The main author of this functionality (@j-wags) is out until December; I'd like his feedback before modifying any of this behavior. For now I think you're stuck iterating through the atoms, but in the future it might be smoother.
Thank you for the prompt reply Matt, this sounds good, it will be great if this can be improved in the future.
Thanks for your patience!
I think the documentation could be improved, as tracked in the linked issue. Two features I'd like to get public 👍/👎 on from Jeff when he returns are
- Setting residues (or other hierarchy information) from the
Topology/MoleculeAPIs - Falling back to
Molecule.name, if present and if atoms do not have residue names, in the above OpenMM conversion(s).
If either of these are good ideas, let's open separate tickets for them.

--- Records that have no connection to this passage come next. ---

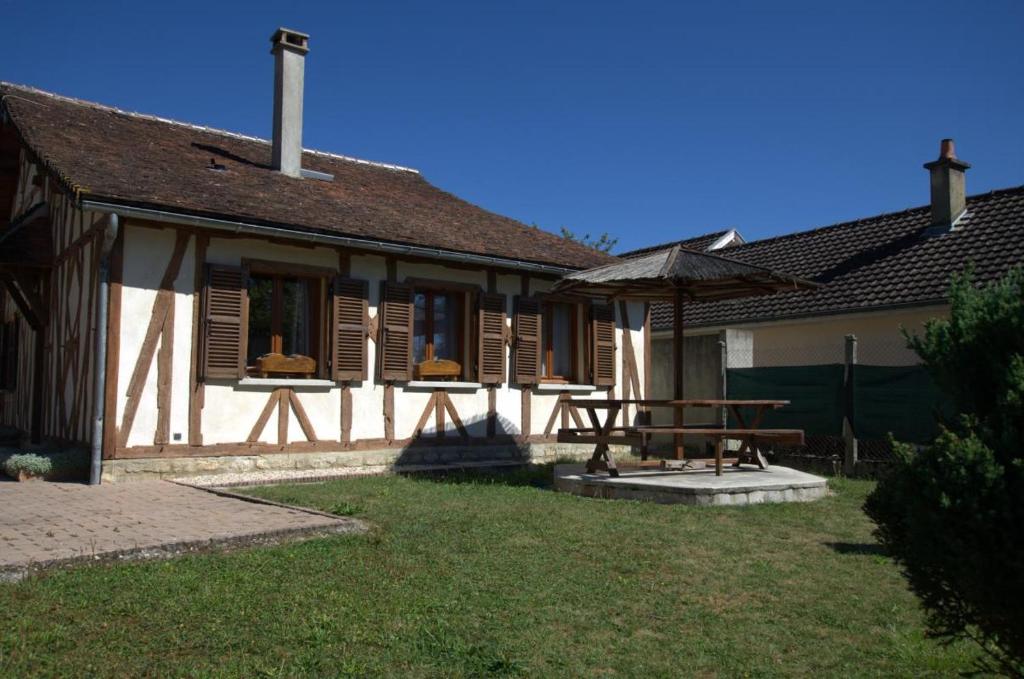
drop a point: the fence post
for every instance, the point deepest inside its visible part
(849, 439)
(723, 383)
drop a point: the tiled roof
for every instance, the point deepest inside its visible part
(699, 243)
(130, 159)
(884, 261)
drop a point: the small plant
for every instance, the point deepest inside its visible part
(27, 465)
(346, 509)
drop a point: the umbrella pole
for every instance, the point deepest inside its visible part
(677, 368)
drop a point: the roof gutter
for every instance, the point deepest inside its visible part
(323, 239)
(99, 384)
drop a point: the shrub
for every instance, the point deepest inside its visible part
(29, 463)
(951, 515)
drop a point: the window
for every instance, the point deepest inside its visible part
(285, 313)
(437, 326)
(558, 354)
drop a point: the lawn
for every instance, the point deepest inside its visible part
(466, 576)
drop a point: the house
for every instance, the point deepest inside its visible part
(878, 276)
(181, 299)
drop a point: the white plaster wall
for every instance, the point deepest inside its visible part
(230, 410)
(146, 253)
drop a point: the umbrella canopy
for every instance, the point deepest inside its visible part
(663, 274)
(679, 274)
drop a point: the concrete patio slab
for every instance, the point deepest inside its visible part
(45, 524)
(745, 485)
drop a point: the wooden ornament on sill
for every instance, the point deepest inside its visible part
(276, 365)
(438, 369)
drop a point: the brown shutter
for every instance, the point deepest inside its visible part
(224, 323)
(491, 353)
(603, 352)
(348, 333)
(526, 364)
(395, 347)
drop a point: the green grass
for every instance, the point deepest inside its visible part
(466, 576)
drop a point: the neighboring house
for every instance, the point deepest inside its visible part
(878, 276)
(271, 306)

@mattwthompson is right - The only way to do it currently is to iterate over all atoms and update their metadata.
Setting residues (or other hierarchy information) from the Topology/Molecule APIs
👍 Good idea, I'd accept a PR with these changes
Falling back to Molecule.name, if present and if atoms do not have residue names, in the above OpenMM conversion(s).
👎 I agree that this was an unnecessary behavior change in 0.11, which I wish I'd caught. But now this is a behavior that users who DID promptly update to 0.11 (or who started using OFFTK since then) have built around for 16 months, and to revert it after all this time would effectively be a second behavior change. Considered as a feature request against the current behavior, the benefit of this change is ambiguous. Most molecule names are more than 3 characters, which leads to confusion when writing PDBs or other formats that expect 3-character resnames. And the automagic "sometimes we use the data from here, but other times we use the data from there" pattern is a common cause of user confusion/bugs in workflows that involve OFFTK. So overall I don't think I'd welcome this change, though maybe I'm overlooking something.